The Domesday Book of 1086 does not mention Wittersham, but it does assign the manor of Palstre to Odo, Bishop of Bayeux. Palstre was only one of four places in the Weald, apparently, that had a church. The Domesday Book entry reads:- "In Oxenai hundred, Osbern Paisforiere holds Palestrei, from the Bishop. It is taxed at three yokes. Arable land for two ploughs. In demesne, nine smallholders have half a plough. There is a church, 2 servants, of meadow, 5 fisheries at twelve pence, woodland for the pannage of 10 hogs. In the time of Edward the Confessor, it was worth forty shillings, now sixty shillings. Edwy the priest held it for King Edward." An early variation of the village name may be Wyghtresham.
Manor
Early in the 18th century, the manor came into the ownership of Thomas Brodnax or May of Godmersham Park, Kent. May changed his name to Knight after inheriting estates from the Knight family in 1738 and, on his death in 1781, Owley passed to his son Thomas. The younger Thomas Knight died childless in 1794, and Owley passed to his widow Catherine, later of White Friars, Canterbury. Mrs Knight was lady of the manor in 1799, when Hasted wrote. When she died in 1812, her husband's estates passed to his adopted son, Edward Austen Knight, brother of novelist Jane Austen, and owner of Chawton House in Hampshire. Some time later, Edward Knight appears to have sold Owley to William Levett of Bodiam. When he died in 1842, Levett owned both the manors of Palstre and Owley. He left Paltre to his elder daughter Sabina and Owley to his younger daughter Emily. His Will devised to Emily "my freeholds, messuages, buildings, farm lands, containing altogether, by estimation, one hundred and seventy-two acres, more or less, situate lying and being in the Parish of Wittersham aforesaid, commonly called or known by the name of Owley Farm, with the apportionments thereto belonging". Emily Levett married Samuel Rutley, and the Rutley family continued to own the manor until the end of the 19th century. At the turn of the 20th century, by which time holding the manor had ceased to be equivalent with ownership of most land and property, the Body family held Wittersham, Colonel Heyworth held Palstre, and Mrs Samuel Rutley owned Owley.
Amenities
The village has an award-winning CAMRA approved public house, The Swan, and a restored white weatherboarded post mill, Stocks Mill. Wittersham housed a key listening post for downed pilots over the channel during the Second World War; all that is left now is a small concrete house and a few craters dotted around from attacks by the Luftwaffe and several doodlebug strikes. There is a popular and well-attended Community market every Tuesday morning in the Village Hall specialising in organic and local fresh food as well as a variety of other products. Wittersham now has its own dedicated website www.wittersham.org run from within the village with information regarding local groups, businesses, what's on, and Lost & Found. The website is being continually improved and is currently funded by the Wittersham Parish Council.
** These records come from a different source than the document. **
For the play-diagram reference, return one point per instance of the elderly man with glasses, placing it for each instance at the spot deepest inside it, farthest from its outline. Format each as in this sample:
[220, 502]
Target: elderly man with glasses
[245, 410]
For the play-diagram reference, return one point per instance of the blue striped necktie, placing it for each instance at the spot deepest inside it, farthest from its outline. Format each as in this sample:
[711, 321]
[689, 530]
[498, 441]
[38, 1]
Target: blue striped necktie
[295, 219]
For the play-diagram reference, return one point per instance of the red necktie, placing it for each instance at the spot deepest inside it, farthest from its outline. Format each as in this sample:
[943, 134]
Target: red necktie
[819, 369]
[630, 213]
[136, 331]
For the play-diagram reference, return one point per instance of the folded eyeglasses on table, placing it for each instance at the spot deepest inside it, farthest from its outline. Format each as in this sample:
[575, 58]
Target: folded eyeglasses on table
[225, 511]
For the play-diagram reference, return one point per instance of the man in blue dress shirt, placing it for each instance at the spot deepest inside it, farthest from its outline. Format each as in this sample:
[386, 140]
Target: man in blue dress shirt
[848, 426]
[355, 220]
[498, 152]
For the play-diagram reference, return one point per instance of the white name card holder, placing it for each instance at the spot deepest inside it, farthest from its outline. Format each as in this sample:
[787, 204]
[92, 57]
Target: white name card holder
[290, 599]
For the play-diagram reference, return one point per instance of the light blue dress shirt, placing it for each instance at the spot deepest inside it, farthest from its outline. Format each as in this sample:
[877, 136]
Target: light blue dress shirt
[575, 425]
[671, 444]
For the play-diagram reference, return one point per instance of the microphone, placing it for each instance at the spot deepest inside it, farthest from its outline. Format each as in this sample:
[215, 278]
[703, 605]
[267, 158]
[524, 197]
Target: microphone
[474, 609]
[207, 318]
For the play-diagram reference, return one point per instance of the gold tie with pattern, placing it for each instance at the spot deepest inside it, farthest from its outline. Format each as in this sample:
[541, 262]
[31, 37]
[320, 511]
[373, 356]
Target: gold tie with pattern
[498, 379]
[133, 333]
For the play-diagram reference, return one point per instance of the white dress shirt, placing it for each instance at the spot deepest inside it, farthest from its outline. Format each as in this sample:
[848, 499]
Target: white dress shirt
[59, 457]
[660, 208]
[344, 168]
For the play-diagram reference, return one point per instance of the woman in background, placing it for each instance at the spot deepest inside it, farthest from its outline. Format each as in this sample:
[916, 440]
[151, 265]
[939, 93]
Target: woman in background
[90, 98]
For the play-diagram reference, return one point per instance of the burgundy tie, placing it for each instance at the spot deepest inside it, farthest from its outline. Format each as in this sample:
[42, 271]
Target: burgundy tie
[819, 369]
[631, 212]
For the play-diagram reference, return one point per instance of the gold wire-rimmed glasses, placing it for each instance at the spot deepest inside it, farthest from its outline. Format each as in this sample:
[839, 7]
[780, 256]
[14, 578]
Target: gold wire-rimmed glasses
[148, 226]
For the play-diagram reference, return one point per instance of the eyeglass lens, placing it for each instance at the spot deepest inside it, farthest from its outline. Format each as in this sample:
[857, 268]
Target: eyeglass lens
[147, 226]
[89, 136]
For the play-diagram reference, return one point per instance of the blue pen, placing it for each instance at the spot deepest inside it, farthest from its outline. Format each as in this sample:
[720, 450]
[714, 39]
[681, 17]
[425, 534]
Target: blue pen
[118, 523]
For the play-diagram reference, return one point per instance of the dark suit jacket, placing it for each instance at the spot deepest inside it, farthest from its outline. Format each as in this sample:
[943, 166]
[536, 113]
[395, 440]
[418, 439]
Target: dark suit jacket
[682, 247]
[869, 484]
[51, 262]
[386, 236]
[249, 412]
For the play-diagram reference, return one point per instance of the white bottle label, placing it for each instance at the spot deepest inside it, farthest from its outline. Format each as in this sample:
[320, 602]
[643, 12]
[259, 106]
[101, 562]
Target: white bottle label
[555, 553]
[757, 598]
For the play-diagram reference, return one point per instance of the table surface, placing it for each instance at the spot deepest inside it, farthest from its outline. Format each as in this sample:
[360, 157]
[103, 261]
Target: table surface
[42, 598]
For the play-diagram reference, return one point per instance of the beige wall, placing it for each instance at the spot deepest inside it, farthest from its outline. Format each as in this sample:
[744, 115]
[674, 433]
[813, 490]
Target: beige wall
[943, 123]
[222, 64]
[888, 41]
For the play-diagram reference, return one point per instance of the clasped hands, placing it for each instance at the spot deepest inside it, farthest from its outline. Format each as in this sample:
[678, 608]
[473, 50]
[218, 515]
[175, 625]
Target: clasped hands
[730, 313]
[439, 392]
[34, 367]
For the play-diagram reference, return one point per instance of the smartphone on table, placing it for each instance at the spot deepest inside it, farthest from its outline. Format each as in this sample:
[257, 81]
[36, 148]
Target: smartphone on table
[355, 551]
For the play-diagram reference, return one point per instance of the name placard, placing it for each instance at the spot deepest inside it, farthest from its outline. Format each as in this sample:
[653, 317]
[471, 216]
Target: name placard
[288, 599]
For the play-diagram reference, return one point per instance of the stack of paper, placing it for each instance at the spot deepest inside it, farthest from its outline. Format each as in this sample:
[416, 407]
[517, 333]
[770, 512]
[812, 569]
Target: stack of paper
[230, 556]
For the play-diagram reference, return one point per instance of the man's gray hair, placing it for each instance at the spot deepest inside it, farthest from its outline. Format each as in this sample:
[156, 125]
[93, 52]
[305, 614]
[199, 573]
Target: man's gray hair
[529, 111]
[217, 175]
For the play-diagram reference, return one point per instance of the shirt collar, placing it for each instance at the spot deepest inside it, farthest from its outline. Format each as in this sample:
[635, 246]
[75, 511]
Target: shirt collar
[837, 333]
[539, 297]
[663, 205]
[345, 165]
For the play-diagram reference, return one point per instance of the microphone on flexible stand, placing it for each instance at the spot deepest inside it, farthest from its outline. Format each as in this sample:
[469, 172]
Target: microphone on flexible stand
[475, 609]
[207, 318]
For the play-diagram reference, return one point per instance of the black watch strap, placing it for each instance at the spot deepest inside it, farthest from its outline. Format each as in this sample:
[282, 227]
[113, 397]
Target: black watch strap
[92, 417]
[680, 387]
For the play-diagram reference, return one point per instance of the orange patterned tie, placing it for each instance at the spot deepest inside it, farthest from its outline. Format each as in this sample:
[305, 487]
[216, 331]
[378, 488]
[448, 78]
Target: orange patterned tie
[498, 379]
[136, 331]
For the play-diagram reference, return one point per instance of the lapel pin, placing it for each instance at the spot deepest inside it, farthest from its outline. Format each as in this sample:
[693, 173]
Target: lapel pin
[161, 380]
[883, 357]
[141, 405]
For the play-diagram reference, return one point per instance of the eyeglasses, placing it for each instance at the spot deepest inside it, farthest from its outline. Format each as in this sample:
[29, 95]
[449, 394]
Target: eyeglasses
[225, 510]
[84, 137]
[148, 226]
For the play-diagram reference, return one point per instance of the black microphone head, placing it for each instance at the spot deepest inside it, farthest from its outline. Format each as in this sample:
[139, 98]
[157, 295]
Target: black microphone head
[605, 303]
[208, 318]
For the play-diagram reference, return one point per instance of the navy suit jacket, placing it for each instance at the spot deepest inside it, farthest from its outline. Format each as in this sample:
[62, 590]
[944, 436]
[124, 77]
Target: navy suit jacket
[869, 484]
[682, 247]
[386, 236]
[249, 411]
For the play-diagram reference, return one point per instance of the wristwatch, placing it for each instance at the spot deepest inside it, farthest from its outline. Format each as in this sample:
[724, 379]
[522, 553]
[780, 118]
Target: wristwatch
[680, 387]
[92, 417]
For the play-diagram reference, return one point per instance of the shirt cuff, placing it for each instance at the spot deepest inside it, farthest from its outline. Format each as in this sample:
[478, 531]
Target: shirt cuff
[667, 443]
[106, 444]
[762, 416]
Notable residents (past and present)
Lord Alli - media entrepreneur and politician
Laurence Alma-Tadema - English novelist and poet
Thomas Braddock - clergyman and translator lived and died in the village
Gabrielle Margaret Vere Campbell - author who wrote under many pseudonyms, including Marjorie Bowen and Joseph Shearing
Gerald Campion - TV actor and club owner
Tom Chaplin - Keane singer
George Digweed MBE - 16 times World Sporting Shooter Champion
Norman Forbes-Robertson - Victorian Shakespearean actor
Norman Hackforth - long-time accompanist to Sir Noël Coward. He was also the famous Mystery Voice for the panel game Twenty Questions.